The financial sector was rolled last week by the second- and third-largest bank failures in U.S. history.
On Friday, Silicon Valley Bank, unable to sustain a run by depositors, failed and came under control of the Federal Deposit Insurance Corp.
The bank, flush with deposits from the COVID-19 pandemic, had invested much of the cash in longterm, safe, low-paying Treasury securities. When the Federal Reserve raised interest rates, these bonds lost value and the bank had to sell them at a loss. depositors lost confidence and wanted their money. SVP couldn't cover the demands.
Then on Sunday it happened again, with federal regulators taking charge of New York's Signature Bank. Signature was one of the few banks that catered to cryptocurrency users and turbulence in that market contributed to its demise.
Needless to say this had a lot of folks worried about what would come next.
President Joe Biden took to the airwaves Monday to assure depositors that they were fully covered. Although the FDIC only insures accounts up to $250,000, the president said that agency and the Federal reserve would make sure depositors got all their money.
Taxpayers won't be footing the bill, we are assured. The money will come from fees paid by member banks.
And that has smany wondering why big depositors are being covered. After all, they knew the deposit insurance limits. Some have even taken to calling this a bailout.
But there are good reasons for the move.
One is that deposit insurance limits haven't really kept up with the demands of even small- to medium-size businesses. Many businesses have to keep cash on hand in excess of federal deposit insurance limits to cover payroll and expenses. losing their operating reserves would be a terrible blow that would impact jobs and average Americans.

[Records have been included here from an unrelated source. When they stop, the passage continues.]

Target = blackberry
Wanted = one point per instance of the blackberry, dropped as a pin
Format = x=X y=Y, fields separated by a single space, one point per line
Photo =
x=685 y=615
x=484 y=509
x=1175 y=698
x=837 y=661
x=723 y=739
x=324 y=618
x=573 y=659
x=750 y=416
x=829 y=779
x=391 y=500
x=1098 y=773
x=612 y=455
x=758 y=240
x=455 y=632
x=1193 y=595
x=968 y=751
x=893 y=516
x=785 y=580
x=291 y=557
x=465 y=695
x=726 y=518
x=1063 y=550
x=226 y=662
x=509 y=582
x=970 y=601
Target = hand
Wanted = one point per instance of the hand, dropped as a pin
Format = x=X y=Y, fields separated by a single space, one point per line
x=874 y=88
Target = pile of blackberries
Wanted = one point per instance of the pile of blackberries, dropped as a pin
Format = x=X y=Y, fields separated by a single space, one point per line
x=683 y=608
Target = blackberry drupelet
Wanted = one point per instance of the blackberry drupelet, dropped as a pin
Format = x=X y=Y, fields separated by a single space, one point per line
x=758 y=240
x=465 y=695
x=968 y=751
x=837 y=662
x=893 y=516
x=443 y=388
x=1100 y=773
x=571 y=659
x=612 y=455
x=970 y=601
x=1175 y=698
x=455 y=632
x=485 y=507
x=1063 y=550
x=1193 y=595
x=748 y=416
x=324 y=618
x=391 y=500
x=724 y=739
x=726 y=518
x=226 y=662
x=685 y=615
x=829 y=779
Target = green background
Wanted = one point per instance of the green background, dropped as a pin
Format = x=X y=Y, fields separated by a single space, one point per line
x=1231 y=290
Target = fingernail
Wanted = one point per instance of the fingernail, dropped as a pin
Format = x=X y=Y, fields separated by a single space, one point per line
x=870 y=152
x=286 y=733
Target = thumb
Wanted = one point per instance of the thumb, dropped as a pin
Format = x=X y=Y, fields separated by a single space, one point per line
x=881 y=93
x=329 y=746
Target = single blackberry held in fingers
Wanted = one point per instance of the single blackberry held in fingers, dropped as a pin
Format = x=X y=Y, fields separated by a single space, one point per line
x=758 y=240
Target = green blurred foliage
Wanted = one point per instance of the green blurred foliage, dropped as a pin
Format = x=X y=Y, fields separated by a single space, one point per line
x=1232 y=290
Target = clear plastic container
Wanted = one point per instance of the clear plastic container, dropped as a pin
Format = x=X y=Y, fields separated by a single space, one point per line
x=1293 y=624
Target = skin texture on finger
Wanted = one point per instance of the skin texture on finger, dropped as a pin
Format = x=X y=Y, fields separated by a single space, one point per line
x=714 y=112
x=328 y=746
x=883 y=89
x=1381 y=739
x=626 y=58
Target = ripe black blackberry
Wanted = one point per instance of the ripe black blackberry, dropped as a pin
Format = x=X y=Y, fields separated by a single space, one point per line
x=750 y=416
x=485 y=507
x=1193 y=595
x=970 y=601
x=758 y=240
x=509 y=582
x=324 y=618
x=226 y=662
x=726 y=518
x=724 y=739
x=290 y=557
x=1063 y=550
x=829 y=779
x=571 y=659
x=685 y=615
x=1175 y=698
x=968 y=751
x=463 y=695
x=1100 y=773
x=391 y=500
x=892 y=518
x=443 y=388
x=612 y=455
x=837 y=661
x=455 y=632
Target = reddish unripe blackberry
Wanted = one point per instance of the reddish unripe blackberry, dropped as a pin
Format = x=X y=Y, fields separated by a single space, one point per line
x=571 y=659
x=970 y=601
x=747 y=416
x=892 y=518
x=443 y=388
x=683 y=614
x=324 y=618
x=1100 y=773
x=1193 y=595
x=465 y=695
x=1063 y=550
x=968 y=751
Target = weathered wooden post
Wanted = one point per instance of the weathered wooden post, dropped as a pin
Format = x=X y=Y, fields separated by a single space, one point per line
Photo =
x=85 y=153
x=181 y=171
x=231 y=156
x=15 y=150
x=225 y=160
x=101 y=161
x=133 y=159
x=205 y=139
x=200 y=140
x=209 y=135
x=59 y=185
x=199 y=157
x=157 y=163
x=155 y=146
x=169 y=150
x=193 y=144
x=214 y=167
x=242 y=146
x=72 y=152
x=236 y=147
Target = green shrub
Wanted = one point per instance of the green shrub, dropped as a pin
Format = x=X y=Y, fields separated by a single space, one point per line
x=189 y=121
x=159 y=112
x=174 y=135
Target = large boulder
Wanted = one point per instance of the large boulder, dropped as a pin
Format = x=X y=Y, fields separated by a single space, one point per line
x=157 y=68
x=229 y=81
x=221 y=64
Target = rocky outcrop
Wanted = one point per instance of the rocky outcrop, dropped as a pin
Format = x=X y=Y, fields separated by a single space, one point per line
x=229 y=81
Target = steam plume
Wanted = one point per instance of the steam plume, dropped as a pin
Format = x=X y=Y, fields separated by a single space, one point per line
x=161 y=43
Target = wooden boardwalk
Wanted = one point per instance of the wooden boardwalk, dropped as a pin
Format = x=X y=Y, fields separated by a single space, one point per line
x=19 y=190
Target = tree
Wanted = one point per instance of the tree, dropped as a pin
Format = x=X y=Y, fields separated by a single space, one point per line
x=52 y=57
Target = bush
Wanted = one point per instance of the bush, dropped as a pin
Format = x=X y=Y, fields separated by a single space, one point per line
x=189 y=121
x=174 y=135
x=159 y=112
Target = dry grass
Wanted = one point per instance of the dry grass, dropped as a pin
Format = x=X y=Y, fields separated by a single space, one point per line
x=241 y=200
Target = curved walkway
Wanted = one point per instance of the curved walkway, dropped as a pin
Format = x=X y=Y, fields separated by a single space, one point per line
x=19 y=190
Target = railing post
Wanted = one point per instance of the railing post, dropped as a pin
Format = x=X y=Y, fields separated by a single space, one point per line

Another good reason is to head off ripples in the larger economy. Restoring confidence in the banking system to keep other banks from suffering runs by worried depositors and calming an uneasy stock market.
And, unlike the financial crisis of 2008, there will be consequences for what happened. The president said management at the banks will be fired, rather than keeping their jobs and even receiving big bonuses as happened in the Wall Street bailout of 2008. And the banks' owners won't be compensated. They will lose their investments.
There are promises as well of Congress taking action to strengthen bank oversight -- the stricter rules put in place after 2008 were loosened in 2018 -- to help make sure this doesn't happen again.
In our view it's a positive, measured response to what could have been a much bigger issue.